One particularly heated discussion revolved around the use of WebAssembly on the server side. While the idea seemed promising, there was pushback from those who preferred keeping things simple with traditional languages like Go or Python. The argument centered around ease of development and maintainability versus performance gains.

In the end, we decided to prototype a few scenarios using WebAssembly and see how they performed in real-world use cases. It wasn’t a unanimous decision, but it was a step forward in exploring new technologies that could benefit our platform.

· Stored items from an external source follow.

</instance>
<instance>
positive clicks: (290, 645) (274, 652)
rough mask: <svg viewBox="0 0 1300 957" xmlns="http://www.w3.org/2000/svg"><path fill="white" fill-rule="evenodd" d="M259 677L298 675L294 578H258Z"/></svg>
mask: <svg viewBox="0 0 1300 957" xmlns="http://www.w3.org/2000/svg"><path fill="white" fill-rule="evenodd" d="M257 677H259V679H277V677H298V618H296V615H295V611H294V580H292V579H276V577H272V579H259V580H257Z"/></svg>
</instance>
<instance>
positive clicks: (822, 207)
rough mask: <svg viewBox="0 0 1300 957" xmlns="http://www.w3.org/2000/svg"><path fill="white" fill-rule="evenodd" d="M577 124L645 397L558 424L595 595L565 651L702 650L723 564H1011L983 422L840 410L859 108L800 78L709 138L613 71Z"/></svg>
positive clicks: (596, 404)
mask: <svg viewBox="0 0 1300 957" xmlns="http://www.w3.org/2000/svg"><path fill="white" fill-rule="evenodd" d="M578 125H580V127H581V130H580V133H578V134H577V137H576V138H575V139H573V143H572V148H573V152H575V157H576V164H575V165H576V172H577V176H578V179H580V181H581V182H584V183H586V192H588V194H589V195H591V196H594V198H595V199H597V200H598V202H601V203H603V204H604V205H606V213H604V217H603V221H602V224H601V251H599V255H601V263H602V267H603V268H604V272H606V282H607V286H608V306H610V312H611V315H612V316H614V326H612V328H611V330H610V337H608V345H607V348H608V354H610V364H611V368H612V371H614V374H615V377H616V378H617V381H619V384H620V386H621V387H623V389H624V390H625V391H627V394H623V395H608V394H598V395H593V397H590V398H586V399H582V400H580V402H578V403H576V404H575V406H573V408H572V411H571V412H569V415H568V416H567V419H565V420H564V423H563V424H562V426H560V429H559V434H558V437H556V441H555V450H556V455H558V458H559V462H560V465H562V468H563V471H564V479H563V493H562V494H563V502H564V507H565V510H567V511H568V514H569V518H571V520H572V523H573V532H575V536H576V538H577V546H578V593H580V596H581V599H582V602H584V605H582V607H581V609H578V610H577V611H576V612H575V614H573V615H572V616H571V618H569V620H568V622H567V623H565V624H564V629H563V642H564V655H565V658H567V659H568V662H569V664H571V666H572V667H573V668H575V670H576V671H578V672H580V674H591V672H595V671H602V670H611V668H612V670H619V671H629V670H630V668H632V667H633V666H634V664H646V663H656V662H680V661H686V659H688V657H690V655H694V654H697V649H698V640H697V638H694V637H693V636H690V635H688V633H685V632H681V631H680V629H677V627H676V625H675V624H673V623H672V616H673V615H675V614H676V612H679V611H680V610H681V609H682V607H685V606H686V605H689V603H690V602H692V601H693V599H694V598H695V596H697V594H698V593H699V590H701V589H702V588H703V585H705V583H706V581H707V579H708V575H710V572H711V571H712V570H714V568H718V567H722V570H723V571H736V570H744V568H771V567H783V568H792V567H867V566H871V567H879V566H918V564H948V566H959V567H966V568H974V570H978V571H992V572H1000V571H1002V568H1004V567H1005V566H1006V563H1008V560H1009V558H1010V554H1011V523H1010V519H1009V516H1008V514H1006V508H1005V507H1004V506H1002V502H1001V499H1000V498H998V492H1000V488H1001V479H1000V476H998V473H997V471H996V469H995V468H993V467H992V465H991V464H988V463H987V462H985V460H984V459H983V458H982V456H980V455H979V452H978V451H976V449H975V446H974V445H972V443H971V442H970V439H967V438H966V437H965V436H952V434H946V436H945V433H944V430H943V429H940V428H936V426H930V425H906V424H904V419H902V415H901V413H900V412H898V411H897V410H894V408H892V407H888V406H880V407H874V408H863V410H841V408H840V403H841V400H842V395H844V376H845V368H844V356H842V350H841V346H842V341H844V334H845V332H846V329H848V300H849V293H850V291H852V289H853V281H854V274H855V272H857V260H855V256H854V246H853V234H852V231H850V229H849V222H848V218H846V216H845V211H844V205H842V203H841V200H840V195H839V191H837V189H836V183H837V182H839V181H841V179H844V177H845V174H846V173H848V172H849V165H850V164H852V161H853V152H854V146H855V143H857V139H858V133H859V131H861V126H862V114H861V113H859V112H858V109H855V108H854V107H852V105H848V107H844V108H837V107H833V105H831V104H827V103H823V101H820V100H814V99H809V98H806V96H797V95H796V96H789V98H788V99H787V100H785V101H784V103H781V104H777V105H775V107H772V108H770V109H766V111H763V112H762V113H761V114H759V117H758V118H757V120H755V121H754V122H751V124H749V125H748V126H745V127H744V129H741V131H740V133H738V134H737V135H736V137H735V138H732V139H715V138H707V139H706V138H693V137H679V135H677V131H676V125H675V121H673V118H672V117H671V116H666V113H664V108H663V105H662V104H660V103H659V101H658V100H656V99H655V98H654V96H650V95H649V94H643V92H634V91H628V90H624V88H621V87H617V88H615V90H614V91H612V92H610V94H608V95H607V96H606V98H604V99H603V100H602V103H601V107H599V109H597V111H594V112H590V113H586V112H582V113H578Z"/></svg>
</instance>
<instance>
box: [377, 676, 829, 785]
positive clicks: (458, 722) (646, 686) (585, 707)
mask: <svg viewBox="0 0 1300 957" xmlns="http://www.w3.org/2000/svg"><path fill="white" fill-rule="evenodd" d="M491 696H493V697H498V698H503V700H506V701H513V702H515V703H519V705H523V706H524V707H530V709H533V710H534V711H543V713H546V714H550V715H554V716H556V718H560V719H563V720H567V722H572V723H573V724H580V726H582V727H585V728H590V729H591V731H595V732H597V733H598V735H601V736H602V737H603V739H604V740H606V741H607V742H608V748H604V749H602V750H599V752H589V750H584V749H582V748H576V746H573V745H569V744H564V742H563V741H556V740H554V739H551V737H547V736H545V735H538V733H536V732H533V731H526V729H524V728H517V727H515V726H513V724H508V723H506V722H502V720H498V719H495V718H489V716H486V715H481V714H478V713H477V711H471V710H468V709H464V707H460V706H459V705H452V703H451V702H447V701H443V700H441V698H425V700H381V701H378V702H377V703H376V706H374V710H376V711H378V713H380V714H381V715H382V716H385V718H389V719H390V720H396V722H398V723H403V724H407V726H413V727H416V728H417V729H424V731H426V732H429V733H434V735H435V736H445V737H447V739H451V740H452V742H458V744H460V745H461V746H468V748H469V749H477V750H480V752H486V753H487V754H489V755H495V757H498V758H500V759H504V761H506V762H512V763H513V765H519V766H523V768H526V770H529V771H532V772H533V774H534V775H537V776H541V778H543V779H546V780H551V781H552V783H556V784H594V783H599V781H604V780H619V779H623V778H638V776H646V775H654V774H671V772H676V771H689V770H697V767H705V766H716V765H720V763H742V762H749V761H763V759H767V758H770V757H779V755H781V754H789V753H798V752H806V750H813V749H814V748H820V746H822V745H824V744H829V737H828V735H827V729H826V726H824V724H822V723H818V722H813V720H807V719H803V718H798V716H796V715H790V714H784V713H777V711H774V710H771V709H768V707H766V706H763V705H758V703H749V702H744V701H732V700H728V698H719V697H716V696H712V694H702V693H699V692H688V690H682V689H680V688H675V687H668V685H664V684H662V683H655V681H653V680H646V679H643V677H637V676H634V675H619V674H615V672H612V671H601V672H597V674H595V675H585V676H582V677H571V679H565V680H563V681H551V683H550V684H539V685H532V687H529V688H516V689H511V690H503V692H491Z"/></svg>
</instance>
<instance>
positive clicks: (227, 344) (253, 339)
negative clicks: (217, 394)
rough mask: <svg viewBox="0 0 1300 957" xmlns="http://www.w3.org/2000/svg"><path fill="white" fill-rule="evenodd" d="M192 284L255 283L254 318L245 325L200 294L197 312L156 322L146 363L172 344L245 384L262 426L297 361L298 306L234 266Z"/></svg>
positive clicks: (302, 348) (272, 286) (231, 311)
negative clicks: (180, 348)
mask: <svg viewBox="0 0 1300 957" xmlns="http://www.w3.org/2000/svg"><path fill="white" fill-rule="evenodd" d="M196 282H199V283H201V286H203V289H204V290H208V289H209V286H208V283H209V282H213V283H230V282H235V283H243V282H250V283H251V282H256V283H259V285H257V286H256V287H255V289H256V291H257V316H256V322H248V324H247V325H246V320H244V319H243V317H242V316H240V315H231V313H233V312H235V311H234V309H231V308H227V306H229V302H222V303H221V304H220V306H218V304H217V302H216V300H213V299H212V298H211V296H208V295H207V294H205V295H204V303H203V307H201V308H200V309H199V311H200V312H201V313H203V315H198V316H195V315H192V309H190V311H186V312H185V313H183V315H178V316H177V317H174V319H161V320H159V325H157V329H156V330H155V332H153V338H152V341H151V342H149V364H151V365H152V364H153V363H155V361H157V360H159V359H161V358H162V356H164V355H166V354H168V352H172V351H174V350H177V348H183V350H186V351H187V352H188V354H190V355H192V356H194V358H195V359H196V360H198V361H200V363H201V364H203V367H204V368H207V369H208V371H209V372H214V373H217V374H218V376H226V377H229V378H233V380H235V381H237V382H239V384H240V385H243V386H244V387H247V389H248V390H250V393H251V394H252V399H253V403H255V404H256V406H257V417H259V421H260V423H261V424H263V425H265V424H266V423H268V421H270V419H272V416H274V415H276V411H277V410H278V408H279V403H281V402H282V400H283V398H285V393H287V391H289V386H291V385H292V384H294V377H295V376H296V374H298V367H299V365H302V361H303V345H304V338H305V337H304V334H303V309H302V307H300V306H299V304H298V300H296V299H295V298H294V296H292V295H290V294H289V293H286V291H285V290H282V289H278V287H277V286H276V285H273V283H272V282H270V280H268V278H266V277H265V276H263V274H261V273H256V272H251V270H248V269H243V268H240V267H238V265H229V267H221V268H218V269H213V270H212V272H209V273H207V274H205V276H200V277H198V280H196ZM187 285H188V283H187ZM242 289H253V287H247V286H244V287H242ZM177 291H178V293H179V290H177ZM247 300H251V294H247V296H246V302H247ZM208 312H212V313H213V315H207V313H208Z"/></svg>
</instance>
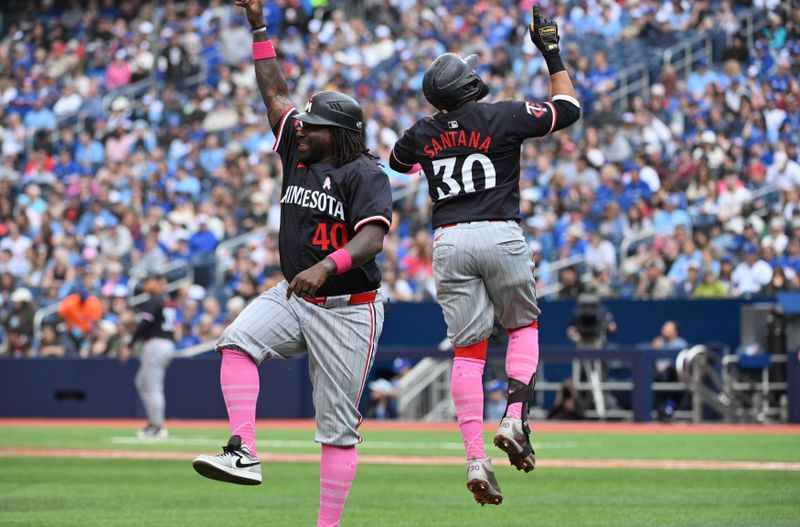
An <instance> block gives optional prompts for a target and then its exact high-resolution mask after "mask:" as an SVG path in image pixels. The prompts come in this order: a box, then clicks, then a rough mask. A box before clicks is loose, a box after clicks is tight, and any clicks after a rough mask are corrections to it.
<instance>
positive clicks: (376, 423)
mask: <svg viewBox="0 0 800 527" xmlns="http://www.w3.org/2000/svg"><path fill="white" fill-rule="evenodd" d="M142 424H143V422H142V420H140V419H68V418H65V419H40V418H0V427H4V426H5V427H42V428H73V427H108V428H114V427H120V428H132V429H136V428H141V426H142ZM531 424H532V426H533V427H534V429H535V430H536V431H538V432H544V433H553V434H559V433H564V434H567V433H576V434H759V435H760V434H764V435H792V436H795V435H796V436H800V425H790V424H776V425H759V424H684V423H680V424H672V423H670V424H665V423H608V422H603V423H597V422H549V421H548V422H532V423H531ZM166 425H167V428H177V429H181V428H183V429H197V428H227V427H228V422H227V421H223V420H191V421H188V420H169V421H167V423H166ZM256 426H257V427H258V428H259V430H269V429H270V428H279V429H286V430H313V429H314V421H313V420H311V419H262V420H259V421H258V422H257V425H256ZM496 426H497V425H496V423H487V424H486V431H487V432H494V431H495V427H496ZM362 429H363V430H389V431H403V430H408V431H428V430H429V431H439V432H451V431H452V432H456V431H457V430H458V426H457V425H456V423H454V422H453V423H427V422H419V421H370V420H367V421H364V424H363V425H362Z"/></svg>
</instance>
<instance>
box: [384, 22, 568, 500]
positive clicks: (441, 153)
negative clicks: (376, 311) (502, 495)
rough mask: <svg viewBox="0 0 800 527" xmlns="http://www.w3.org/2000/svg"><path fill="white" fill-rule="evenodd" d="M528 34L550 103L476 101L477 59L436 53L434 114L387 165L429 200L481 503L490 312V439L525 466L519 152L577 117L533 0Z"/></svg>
mask: <svg viewBox="0 0 800 527" xmlns="http://www.w3.org/2000/svg"><path fill="white" fill-rule="evenodd" d="M529 31H530V37H531V40H532V41H533V43H534V44H535V45H536V47H537V48H539V50H540V52H541V53H542V55H543V56H544V59H545V61H546V62H547V66H548V68H549V69H550V80H551V93H552V98H551V100H550V101H547V102H542V103H537V102H526V101H521V102H498V103H494V104H485V103H481V102H478V101H480V100H481V99H482V98H483V97H484V96H486V95H487V93H488V89H487V87H486V85H485V84H484V82H483V80H482V79H481V78H480V76H479V75H478V74H477V73H476V72H475V66H476V63H477V57H476V56H475V55H470V56H468V57H466V58H465V59H462V58H461V57H459V56H457V55H454V54H452V53H445V54H443V55H441V56H440V57H438V58H437V59H436V60H434V61H433V63H432V64H431V65H430V67H429V68H428V70H427V71H426V72H425V76H424V77H423V80H422V88H423V92H424V94H425V98H426V99H427V100H428V102H430V103H431V104H432V105H433V106H435V107H436V109H437V110H439V111H438V113H436V114H434V115H433V116H432V117H428V118H425V119H422V120H420V121H418V122H417V123H415V124H414V125H413V126H412V127H411V128H409V129H408V130H407V131H406V132H405V133H404V134H403V136H402V137H401V138H400V140H399V141H397V143H396V144H395V145H394V149H393V151H392V153H391V157H390V165H391V167H392V168H393V169H394V170H397V171H399V172H412V171H414V170H416V169H417V168H416V167H418V166H421V169H422V170H423V172H424V173H425V177H426V178H427V179H428V187H429V192H430V196H431V199H432V200H433V227H434V229H435V233H434V243H433V268H434V275H435V279H436V294H437V299H438V301H439V303H440V304H441V306H442V311H443V312H444V316H445V321H446V322H447V330H448V337H449V338H450V340H451V341H452V343H453V345H454V347H455V360H454V362H453V376H452V394H453V402H454V403H455V407H456V413H457V415H458V423H459V427H460V429H461V435H462V437H463V439H464V445H465V447H466V451H467V487H468V488H469V490H470V491H472V493H473V495H474V497H475V500H476V501H477V502H478V503H480V504H482V505H484V504H487V503H490V504H500V503H501V502H502V501H503V496H502V494H501V492H500V487H499V486H498V484H497V481H496V479H495V477H494V472H493V470H492V465H491V461H490V459H489V458H488V457H487V456H486V453H485V451H484V447H483V439H482V436H481V432H482V430H483V384H482V382H481V378H482V375H483V367H484V361H485V359H486V348H487V339H488V337H489V335H490V334H491V332H492V326H493V323H494V319H495V317H498V318H499V319H500V323H501V324H502V325H503V327H504V328H506V331H507V332H508V334H509V339H508V351H507V353H506V373H507V375H508V403H507V409H506V413H505V416H504V418H503V420H502V421H501V423H500V429H499V431H498V432H497V435H496V436H495V438H494V444H495V445H497V446H498V447H499V448H501V449H502V450H503V451H505V452H506V454H507V455H508V458H509V460H510V461H511V464H512V465H514V466H516V467H517V469H519V470H524V471H525V472H528V471H530V470H533V468H534V463H535V457H534V452H533V448H532V446H531V441H530V428H529V426H528V410H529V405H530V401H531V399H532V398H533V383H534V378H535V374H536V366H537V364H538V361H539V343H538V339H539V334H538V325H537V318H538V316H539V313H540V311H539V308H538V307H537V305H536V292H535V280H534V276H533V259H532V255H531V251H530V249H529V248H528V246H527V244H526V243H525V238H524V237H523V234H522V230H521V229H520V227H519V219H520V215H519V171H520V161H519V152H520V147H521V145H522V142H523V141H525V139H527V138H529V137H543V136H546V135H548V134H550V133H553V132H555V131H557V130H560V129H562V128H565V127H567V126H569V125H570V124H572V123H574V122H575V121H577V120H578V118H579V117H580V104H579V103H578V101H577V99H576V98H575V90H574V88H573V86H572V81H571V80H570V78H569V75H568V74H567V72H566V71H565V69H564V65H563V63H562V62H561V58H560V56H559V48H558V41H559V37H558V28H557V26H556V24H555V23H554V22H552V21H549V20H545V19H542V18H541V17H540V16H539V11H538V8H537V7H534V12H533V23H532V24H531V25H530V27H529Z"/></svg>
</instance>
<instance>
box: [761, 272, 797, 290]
mask: <svg viewBox="0 0 800 527" xmlns="http://www.w3.org/2000/svg"><path fill="white" fill-rule="evenodd" d="M797 285H798V279H797V273H795V272H794V271H793V270H792V269H788V268H787V269H784V268H783V267H781V266H777V267H775V268H774V269H773V270H772V278H771V279H770V281H769V283H768V284H766V285H765V286H763V287H762V288H761V289H760V290H759V291H758V295H759V296H775V295H777V294H778V293H785V292H787V291H794V290H797Z"/></svg>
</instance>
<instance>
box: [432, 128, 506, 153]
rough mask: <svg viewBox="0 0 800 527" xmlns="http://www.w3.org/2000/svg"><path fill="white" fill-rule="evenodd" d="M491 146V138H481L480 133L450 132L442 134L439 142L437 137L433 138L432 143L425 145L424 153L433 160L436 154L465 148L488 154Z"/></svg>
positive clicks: (491, 141) (439, 136) (439, 137)
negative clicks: (435, 137) (462, 148)
mask: <svg viewBox="0 0 800 527" xmlns="http://www.w3.org/2000/svg"><path fill="white" fill-rule="evenodd" d="M491 145H492V137H491V136H481V133H480V132H466V131H464V130H458V131H456V130H453V131H450V132H442V133H440V134H439V138H438V140H437V138H435V137H434V138H432V139H431V141H430V143H428V144H427V145H425V147H424V148H423V149H422V151H423V152H425V153H426V154H428V157H430V158H431V159H433V158H434V157H435V156H436V154H438V153H439V152H442V151H444V150H447V149H448V148H457V147H460V146H465V147H469V148H475V149H476V150H481V151H483V152H488V151H489V147H490V146H491Z"/></svg>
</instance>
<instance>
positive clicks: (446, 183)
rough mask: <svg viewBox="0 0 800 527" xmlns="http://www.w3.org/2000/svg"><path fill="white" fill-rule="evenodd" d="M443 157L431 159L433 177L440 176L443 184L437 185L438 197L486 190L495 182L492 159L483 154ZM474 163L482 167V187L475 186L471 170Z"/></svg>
mask: <svg viewBox="0 0 800 527" xmlns="http://www.w3.org/2000/svg"><path fill="white" fill-rule="evenodd" d="M461 159H462V158H460V157H445V158H443V159H434V160H433V173H434V175H435V177H441V178H442V183H443V185H442V186H440V187H438V188H437V189H436V190H437V191H438V199H446V198H451V197H453V196H458V195H459V194H468V193H470V192H475V191H476V190H486V189H490V188H492V187H494V186H495V185H496V184H497V173H496V171H495V169H494V165H493V164H492V161H491V160H490V159H489V158H488V157H486V156H485V155H483V154H471V155H469V156H467V157H466V158H464V160H463V162H462V161H461ZM475 165H480V166H481V168H483V175H484V177H485V180H484V186H483V188H482V189H476V188H475V182H474V181H473V178H472V172H473V170H474V169H475Z"/></svg>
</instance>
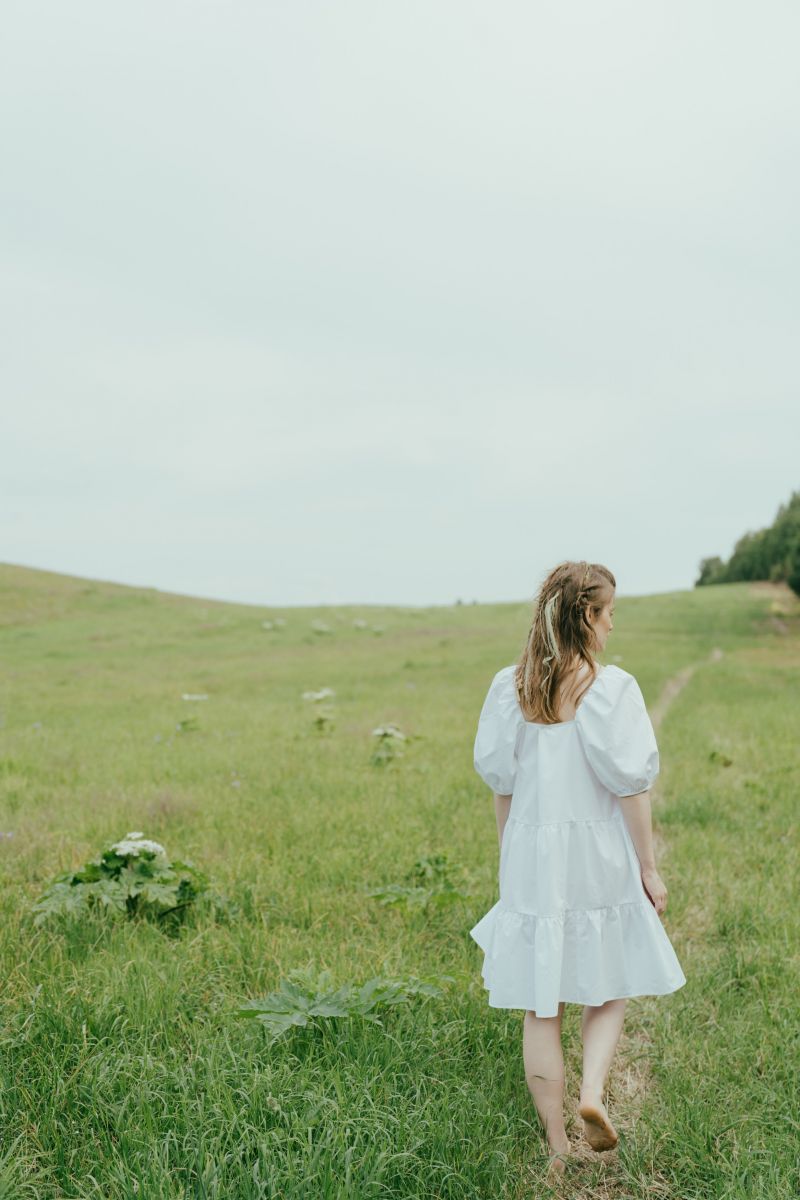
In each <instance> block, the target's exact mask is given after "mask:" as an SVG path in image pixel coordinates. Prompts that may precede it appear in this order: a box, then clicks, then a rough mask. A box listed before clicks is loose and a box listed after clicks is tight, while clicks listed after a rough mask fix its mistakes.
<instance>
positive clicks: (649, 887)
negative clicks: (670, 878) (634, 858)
mask: <svg viewBox="0 0 800 1200" xmlns="http://www.w3.org/2000/svg"><path fill="white" fill-rule="evenodd" d="M642 883H643V884H644V890H645V892H646V893H648V895H649V896H650V900H651V901H652V906H654V908H655V910H656V912H657V913H658V916H661V913H662V912H663V911H664V908H666V907H667V888H666V887H664V881H663V880H662V878H661V876H660V875H658V872H657V871H656V869H655V866H645V868H643V869H642Z"/></svg>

As I write this, the morning light is fading, and the day’s challenges feel like distant echoes. The journey into building GPT from scratch taught me more about AI than any theoretical paper ever could. It also highlighted the importance of staying adaptable and open to learning new things—especially in a rapidly evolving field like platform engineering.


That was my day on January 9, 2023. A mix of personal growth, technical challenges, and industry reflections. The tech world is moving fast, but so are we.